You know who we mean.
"It's Treason" lightly examines Governor J. Melville Broughton’s proclamation against loafing in wartime, finds it to be such a tried and true occupation among "Carolinians" (presumably being inclusive of North and South) that no proclamation against it would likely do much to stem the tide inherent in generations of practice at the art of hidebound indolence.
Cash had once reviewed a whole book on the subject of the half-loaf, in December, 1939, and without getting beyond the title page; as well earlier, just after starting as a regular editorial writer for The News, in November, 1937, as he looked at the subject through the lens of Christopher Morley's self-described tendency to linger for long over the writing of one book as a precondition for its quality. This focus by Cash was by way of long having admitted himself to have been guilty of the preference for sublime, supine idlesse over the rigors of laborious vigor.
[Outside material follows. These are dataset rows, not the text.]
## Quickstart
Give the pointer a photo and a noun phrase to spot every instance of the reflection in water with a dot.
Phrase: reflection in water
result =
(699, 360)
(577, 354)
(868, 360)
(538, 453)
Yet, of course, Cash was hardly the lazy fellow he proclaimed himself to be, at least judging by his unrelenting output during the 1930's, being one of those primary contributors to the flow of self-criticism which Fortune bespoke as the turning point of the Southern determination to do better.
But, naturally, that entailed thinking and, to some, the luxury of lassitude was to allow the devil of thought, which led in turn to Treason.
And remember to bring your old records in to Ivey's so they can make new ones from the old ones. But, for goodness sakes, no cardboards, please.